I've been using Retool for a few weeks, especially the AI ​​actions. I've noticed that when I use a vector as a source of information, the response from the Chatbot AI component is quite slow (around 10 seconds).

I use the streaming option to generate the response as it is being processed, but it still takes a long time until the first character is generated and started to be typed.

When I don't use vectors, the response is much faster, around 1-2 seconds.

Is this normal? Has anyone managed to fix it somehow? Are there plans for improvements?

2 Likes

Hello @exxscher,

Apologies for the slowness, we are definitely looking to improve the performance speed of AI tools.

I would imagine that there are some processes going on behind the scenes for vectors that are taking more time to get the data to the LLM model for output generation.

How much data is the vectors you are using?

@Jack_T, the amount of data in my vector is minimal, about 2 pages in a pdf file. The slow response occurs regardless of the size of the vector, as I tested with a much larger one, and the response in all cases is around 10 to 12 seconds.
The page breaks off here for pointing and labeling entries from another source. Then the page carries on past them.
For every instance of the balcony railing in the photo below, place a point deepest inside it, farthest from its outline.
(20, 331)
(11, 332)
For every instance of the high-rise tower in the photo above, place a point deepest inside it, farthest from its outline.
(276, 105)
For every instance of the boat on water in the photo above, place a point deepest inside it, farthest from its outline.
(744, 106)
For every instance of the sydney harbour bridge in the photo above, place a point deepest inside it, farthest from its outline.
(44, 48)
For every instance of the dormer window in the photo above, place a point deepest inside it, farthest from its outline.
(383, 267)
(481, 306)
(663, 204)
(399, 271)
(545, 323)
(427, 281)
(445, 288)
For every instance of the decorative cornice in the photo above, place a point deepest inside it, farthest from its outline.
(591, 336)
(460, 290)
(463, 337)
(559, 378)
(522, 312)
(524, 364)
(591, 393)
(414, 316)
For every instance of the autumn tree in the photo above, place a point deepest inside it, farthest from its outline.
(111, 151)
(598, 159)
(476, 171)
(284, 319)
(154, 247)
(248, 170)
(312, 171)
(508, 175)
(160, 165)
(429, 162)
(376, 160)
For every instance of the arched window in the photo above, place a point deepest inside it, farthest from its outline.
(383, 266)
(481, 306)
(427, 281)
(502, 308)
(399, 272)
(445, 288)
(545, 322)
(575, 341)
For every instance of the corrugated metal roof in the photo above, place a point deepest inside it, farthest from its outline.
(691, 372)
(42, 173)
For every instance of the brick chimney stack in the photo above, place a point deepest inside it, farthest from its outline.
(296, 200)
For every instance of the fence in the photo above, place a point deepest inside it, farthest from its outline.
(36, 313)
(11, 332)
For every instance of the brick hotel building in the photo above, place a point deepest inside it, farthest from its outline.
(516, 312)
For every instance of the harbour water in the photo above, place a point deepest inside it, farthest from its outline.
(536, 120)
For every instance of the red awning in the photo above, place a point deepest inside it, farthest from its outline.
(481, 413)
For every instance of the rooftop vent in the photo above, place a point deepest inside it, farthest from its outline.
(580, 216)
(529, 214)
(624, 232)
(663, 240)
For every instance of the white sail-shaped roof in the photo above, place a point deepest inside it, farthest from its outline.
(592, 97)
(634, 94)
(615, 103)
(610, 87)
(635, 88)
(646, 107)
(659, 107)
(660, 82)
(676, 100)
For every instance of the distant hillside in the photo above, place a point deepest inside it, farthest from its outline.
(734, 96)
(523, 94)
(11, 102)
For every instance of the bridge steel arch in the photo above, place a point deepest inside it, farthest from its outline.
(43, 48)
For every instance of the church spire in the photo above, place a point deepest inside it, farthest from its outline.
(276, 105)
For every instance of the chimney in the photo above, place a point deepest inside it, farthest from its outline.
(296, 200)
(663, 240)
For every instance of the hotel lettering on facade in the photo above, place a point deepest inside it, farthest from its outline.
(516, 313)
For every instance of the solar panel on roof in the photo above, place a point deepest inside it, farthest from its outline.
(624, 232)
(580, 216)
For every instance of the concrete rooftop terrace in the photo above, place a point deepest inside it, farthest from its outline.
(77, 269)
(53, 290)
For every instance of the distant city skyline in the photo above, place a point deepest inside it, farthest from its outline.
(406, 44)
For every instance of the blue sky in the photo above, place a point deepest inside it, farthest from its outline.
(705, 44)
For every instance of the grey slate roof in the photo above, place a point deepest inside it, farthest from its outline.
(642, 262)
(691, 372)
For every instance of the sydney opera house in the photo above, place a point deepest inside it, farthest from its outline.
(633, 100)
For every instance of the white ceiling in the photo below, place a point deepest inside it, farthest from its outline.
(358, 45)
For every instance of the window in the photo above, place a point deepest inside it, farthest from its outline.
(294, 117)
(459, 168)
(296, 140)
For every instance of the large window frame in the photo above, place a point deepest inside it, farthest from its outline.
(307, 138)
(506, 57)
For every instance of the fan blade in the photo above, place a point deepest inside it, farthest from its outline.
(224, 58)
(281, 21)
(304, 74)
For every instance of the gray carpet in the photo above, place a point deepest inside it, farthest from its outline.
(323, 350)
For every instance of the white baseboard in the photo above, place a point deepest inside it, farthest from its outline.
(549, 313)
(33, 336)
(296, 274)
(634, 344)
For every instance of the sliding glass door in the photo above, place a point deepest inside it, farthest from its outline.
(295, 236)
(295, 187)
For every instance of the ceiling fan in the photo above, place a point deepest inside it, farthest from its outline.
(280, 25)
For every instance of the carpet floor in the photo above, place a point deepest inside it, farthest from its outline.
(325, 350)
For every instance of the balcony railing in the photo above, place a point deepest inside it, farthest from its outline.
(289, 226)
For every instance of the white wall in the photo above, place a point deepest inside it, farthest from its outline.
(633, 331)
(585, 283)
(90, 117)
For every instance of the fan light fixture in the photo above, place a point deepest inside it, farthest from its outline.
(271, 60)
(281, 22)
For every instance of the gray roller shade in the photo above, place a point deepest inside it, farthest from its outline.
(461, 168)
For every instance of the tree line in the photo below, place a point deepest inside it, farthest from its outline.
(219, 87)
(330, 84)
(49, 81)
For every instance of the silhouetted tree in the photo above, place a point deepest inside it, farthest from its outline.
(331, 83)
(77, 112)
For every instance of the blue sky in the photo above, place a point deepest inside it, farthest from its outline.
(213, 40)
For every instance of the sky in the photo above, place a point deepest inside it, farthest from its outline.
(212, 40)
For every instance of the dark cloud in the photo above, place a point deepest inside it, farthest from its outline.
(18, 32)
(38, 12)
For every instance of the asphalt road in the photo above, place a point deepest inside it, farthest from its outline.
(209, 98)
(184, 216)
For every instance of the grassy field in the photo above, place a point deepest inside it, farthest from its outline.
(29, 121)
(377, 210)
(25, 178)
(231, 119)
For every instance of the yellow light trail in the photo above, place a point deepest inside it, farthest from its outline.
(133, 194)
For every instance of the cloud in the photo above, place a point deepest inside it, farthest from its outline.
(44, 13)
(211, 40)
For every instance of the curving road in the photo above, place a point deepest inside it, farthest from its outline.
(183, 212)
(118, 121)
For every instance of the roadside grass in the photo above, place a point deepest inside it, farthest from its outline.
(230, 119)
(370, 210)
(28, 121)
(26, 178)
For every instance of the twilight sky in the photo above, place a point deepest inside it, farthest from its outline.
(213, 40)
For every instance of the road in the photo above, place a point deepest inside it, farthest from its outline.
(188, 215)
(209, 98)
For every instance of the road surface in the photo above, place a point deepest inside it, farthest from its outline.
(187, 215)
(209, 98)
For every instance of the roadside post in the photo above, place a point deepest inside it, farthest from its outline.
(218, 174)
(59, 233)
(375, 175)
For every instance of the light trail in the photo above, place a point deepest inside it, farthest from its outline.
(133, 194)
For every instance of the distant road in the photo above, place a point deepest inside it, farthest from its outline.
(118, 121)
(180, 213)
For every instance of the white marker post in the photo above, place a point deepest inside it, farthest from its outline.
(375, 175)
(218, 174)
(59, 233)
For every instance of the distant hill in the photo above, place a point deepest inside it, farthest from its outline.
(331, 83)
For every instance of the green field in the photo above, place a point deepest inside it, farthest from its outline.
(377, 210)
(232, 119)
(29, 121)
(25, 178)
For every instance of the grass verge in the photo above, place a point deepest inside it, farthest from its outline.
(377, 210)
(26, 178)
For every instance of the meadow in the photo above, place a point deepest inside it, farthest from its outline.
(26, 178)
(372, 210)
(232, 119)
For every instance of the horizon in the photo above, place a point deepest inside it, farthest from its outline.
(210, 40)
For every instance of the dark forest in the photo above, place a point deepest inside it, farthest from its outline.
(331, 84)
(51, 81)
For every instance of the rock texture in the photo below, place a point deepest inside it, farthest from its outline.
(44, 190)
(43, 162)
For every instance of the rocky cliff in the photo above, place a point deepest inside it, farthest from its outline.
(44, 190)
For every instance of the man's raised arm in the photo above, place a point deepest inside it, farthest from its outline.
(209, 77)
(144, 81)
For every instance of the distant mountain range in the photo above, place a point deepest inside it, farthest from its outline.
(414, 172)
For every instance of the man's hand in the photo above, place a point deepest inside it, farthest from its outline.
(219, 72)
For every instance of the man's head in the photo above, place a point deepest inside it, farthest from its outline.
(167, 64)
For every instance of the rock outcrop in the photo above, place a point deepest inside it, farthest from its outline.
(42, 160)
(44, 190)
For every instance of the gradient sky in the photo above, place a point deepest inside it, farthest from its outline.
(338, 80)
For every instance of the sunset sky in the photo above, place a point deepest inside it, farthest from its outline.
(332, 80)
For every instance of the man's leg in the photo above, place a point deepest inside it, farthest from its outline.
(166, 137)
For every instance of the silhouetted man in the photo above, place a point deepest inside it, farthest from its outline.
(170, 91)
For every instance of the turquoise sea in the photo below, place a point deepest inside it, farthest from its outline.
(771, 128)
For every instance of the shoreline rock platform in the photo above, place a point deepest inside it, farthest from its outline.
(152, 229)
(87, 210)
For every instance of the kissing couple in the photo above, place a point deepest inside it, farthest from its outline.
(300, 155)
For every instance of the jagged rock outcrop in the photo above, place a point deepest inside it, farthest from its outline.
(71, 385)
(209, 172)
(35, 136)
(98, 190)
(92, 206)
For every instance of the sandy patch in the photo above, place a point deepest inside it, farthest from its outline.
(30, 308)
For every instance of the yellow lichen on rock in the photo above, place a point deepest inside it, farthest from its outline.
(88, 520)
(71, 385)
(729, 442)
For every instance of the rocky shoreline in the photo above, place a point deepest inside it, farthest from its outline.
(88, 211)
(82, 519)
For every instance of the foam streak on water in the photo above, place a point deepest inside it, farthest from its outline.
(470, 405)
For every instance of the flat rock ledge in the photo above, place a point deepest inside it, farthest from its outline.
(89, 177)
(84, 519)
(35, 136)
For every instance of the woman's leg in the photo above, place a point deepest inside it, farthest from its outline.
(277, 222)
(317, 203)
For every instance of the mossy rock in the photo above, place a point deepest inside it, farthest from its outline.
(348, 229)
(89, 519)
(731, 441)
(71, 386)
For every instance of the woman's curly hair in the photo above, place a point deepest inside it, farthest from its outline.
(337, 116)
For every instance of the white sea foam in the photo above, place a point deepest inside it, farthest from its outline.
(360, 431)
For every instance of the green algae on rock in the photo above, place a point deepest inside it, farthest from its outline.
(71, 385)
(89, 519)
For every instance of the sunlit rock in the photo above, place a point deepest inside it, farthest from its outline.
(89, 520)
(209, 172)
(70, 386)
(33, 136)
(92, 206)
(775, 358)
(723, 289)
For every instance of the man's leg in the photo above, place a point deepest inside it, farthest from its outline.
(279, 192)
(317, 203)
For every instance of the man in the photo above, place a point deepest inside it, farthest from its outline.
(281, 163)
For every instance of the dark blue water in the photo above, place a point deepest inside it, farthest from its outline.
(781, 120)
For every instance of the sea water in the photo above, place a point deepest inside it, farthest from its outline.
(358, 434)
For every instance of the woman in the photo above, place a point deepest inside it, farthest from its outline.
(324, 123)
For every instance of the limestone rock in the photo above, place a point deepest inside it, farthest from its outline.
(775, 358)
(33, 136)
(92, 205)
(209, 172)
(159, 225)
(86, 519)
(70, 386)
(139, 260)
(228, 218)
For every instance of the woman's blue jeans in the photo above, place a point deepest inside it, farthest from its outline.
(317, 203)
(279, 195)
I also tested on a new application, and with different AI models.

I have been testing on different days, for about 2 weeks now, to test if it was a temporary problem.

Thank you for the extensive testing!

That is odd, we definitely do not want users to have to wait that long. Are you self hosted or on the cloud?

What temperature do you have the query set to? Could you share a screenshot of your query set up?

I just did some tested with a 13 MB vector PDF on the history of France and it seemed to work within a second or two using GPT-4o-mini and temperature of 1.

This was my set up. If you have any steps I can copy to reproduce the slow response speed, that would be very helpful for me to reproduce this behavior and share with our engineering team so we can fix this :saluting_face:

Or if you could DM me a video of the behavior as well that might provide more clues to me and the team!

Hi, sorry for the delay, it was a busy week.

I just recorded a video, where I did the following steps:

  1. I generated a web application.
  2. I used the Chat AI component.
  3. I configured the query with a vector*.

Video:

Test:

  1. I asked a question in the Chat AI, and the answer took 13 seconds to start generating in the interface.
  2. I removed the vector from the configuration, and the answer started generating after 2 seconds.

Observations:

  • When using larger or smaller vectors, the response is just as slow.
  • When not using vectors, the response is usually quite fast, even with much more complex questions.

Greetings!

Hello @exxscher!

No worries on the delay, thank you for providing the video and detailed documentation this helps us a lot.

I filed a ticket for out engineering team to look into vector performance.

I was told that unfortunately this time delay is expected for vectors currently :smiling_face_with_tear: We are looking to get this improved as soon as possible, it seems to be a bottleneck that is related to our app interfacing with vectors regardless of their size.

For now, if your main concern is response time I would recommend avoiding using vectors :melting_face:. Using vectors when you are ok with a slower response and need that response to rely on specific data stored in a vector that a user/LLM would not have access to otherwise.